Das Engagement für Patienten und Pflegekräfte steht ganz oben auf der Agenda von Novartis: Derzeit werden unter der Leitung von Marc Boutin die Teams für die Patienteneinbindung in aller Welt aufgestockt. Die stärkere Einbindung von Patienten in die Arzneimittelentwicklung ist seit vielen Jahren ein Anliegen des Unternehmens. Doch um zu einem wirklich patientenorientierten Unternehmen zu werden, braucht es Zeit, nicht zuletzt, weil in der gesamten Branche – auch bei den Aufsichtsbehörden, den Kostenträgern und in der gesamten pharmazeutischen Wertschöpfungskette – ein Umdenken stattfinden muss.

Thomas Hach, langjähriger Mitarbeiter von Novartis, war in verschiedenen Funktionen in der Arzneimittelentwicklung und -forschung tätig. Er weiss genau, wie schwierig es ist, diesen Wandel herbeizuführen, da alle involvierten Gruppen sehr unterschiedlich sind, was die Kommunikation und die Abstimmung der Interessen erschwert. Im Rahmen der kontinuierlichen Bemühungen des Unternehmens, das Engagement von Novartis für Patienten und Pflegende zu stärken, hat sein Team gemeinsam mit dem Global Heart Hub, einer gemeinnützigen Allianz von Herzpatientengruppen aus aller Welt, die internationale Patientenplattform Invisible Nation ins Leben gerufen.

«Invisible Nation ist der Versuch, die mehr als 300 Millionen Menschen, die weltweit an atherosklerotischen Herz-Kreislauf-Erkrankungen leiden, zusammenzuführen und auf sie aufmerksam zu machen», so Thomas Hach. «Doch das Wichtigste ist, diese grosse Gemeinschaft dazu zu nutzen, notwendige Veränderungen in der gesamten Wertschöpfungskette anzustossen.»

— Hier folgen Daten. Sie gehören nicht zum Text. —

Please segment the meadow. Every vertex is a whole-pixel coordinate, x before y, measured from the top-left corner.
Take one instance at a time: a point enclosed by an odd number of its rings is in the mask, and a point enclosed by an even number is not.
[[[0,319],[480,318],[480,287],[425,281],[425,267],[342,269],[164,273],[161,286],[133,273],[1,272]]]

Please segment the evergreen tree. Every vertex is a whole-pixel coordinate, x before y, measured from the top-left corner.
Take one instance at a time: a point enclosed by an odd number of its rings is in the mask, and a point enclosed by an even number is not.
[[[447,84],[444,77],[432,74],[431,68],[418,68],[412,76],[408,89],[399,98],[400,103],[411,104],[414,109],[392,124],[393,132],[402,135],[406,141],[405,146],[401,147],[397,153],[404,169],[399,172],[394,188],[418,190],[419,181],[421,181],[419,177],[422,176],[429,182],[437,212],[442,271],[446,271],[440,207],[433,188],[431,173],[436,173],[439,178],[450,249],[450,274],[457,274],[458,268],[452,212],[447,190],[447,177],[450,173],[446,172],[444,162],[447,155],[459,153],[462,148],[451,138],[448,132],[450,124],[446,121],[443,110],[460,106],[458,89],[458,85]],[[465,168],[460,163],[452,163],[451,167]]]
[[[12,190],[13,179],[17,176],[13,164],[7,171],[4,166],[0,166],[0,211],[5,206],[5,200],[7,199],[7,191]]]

Ein Schlüsselelement im Bestreben von Novartis ist es, die Patienten dabei zu unterstützen, sich frühzeitig einzubringen, wenn es um die Konzeption klinischer Studien, die Mitwirkung der Behörden, die Modalitäten der Kostenerstattung und andere Elemente der Arzneimittelentwicklung geht. Da es in diesem Bereich jedoch so viele Akteure gibt, will Invisible Nation laut Hach letztlich die Entscheidungsträger beeinflussen und so einen Wandel auf politischer Ebene bewirken.

«Nur wenn die politischen Entscheidungsträger wirklich verstehen, mit welchen Herausforderungen Herzpatienten konfrontiert sind, können wir auf gesetzgeberischer Ebene mit Veränderungen rechnen, die allen zugutekommen», so Hach. Er ergänzt, dass in den kommenden Jahren noch viele Hürden zu überwinden seien, dass wir uns aber gemeinsam dieser Herausforderung stellen können.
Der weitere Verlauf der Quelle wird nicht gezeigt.